Mass today. Homilist quite good, quotes the poet Auden. Talks about how we usually think of love between a man and woman as having an infatuation phase and a "realistic" phase, the former seeing too much in a person. But Auden argued that the infatuation stage was more accurate, more realistic, because we are seeing with the eye of God, Reality Himself. When we see what they are capable of becoming - little less than angels - we then realize that thinking too well of people is more accurate in the long run than thinking less of them. [Emphasis mine.]Might it be true that God jump-starts our love relationships with an insight into the truth of what's possible? Marriage is a direct reflection of the eternal giving and receiving within the Trinity and our clearest photo of the mutual self-donation Jesus wills between himself and his Bride the Church. So of course he will do many things to create and maintain a strong couple bond between us and our intended; what makes us think that "falling in love" isn't a direct occasion of God's abundant grace? Certainly we can waste it, wallow self-indulgently, or use it for evil ends just like many of the gifts he gives us. But the fact that we are charged to be responsible in its presence, just as we must in the presence of sexual desire or a large amount of money that doesn't belong to us, gives us a chance to bring our free will into cooperation with our abundant Lord.

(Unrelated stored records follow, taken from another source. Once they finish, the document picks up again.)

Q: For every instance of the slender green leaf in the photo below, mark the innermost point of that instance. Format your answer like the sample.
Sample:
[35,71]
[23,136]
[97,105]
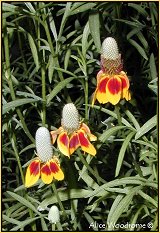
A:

I have had some experience of being in love. At its most mature, it has almost nothing in common with sappy sentiments (although the English language unfortunately is impoverished when it comes to non-sappy expressions of genuine love between a man and a woman). Its home is the warm gaze between the lover and the beloved in which the soul, the essence of the other person is seen, welcomed, loved and honored. There is no thought of pluses or minuses, strengths and weaknesses - they are backstage. It is the unreplicable person, the real You, that is loved. In that light, of course, we want to do all we can to bless the other person, ask God for protection over their welfare, and tell the other what we see and love in them (because they won't be able to see it themselves).
How similar this is to the love of Christ in which our sins are forgiven and set aside while Who We Really Are is strongly yet gently seen, loved and cherished by the One who made us. So although we may consider being in love as simply a wash of emotion, perhaps we should pray that this deep love of the real person stays and grows in spite of the interfering static of daily life.